8 is a conceptual diagram of a method for obtaining a predicted gain variation ratio and a power variation ratio in the third embodiment of the audio encoding apparatus of the present invention. In the first embodiment, the prediction gain is obtained from the k parameter obtained by performing LPC analysis for each block. In the first embodiment, the predicted gain variation ratio is calculated based on the ratio of the predicted gains obtained in the same manner in one previous block.

In contrast, in this embodiment, as shown in Fig. 8A, LPC analysis is performed on an input signal of one long block (n-th frame) to obtain a k parameter.

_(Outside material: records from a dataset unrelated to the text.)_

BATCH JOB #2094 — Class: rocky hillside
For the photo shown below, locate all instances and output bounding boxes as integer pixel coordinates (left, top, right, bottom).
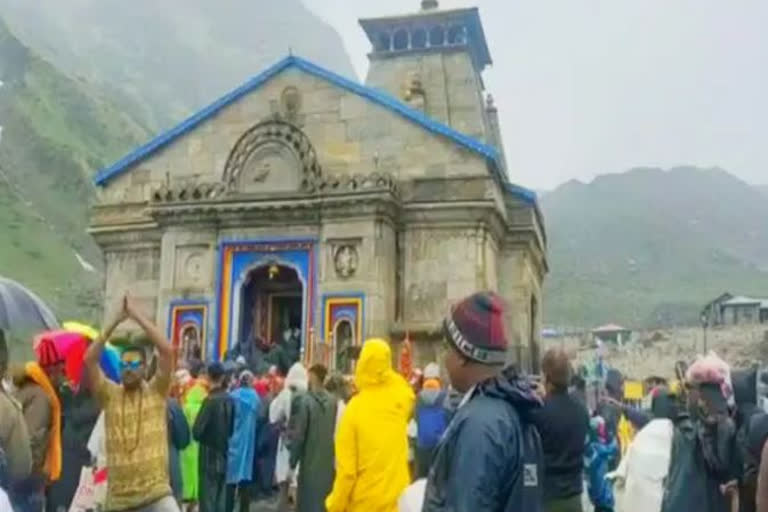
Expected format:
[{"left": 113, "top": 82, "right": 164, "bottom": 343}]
[
  {"left": 0, "top": 3, "right": 357, "bottom": 323},
  {"left": 0, "top": 0, "right": 356, "bottom": 131},
  {"left": 542, "top": 167, "right": 768, "bottom": 329},
  {"left": 0, "top": 17, "right": 149, "bottom": 321}
]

In other words, the k parameter calculation unit performs LPC analysis on the input signal of one long block (n-th frame) to obtain the k parameter. In this embodiment, the prediction gain G (n) is calculated from the k parameter. Next, the embodiment using the prediction gain power G (n-1) and G (n) obtained in the same manner as in the one previous frame (the n-1 frame), prediction gain variable costs by the following formula: Δ _G ( calculate n).

On the other hand, as the present embodiment is shown in (b) of Figure 8, as in the first embodiment, each short block power variable costs _{Δ p (1, 2),} Δ p (2, 3), Δ p (3 , 4). Next, the present embodiment determines the optimum block length from the calculated predicted gain variation ratio and power variation ratio. This determination operation will be described below.

(1) Δ _G (n) block length determining section is larger than the threshold value TH _G predetermined selects the short blocks.

(2) Next, the block length determining section Δ _p (1, 2), Δ _p (2, 3), Δ _p (3, 4) from, only one block, even if there is pre-large determined than the threshold value TH _P Choose.

(3) And if the short block is not selected in either (1) or (2), a block length determination part selects a long block. In this embodiment, the configuration and processing contents after the block length is selected are common to the first embodiment. Therefore, description is abbreviate | omitted about the structure and content after selecting the block length of this embodiment.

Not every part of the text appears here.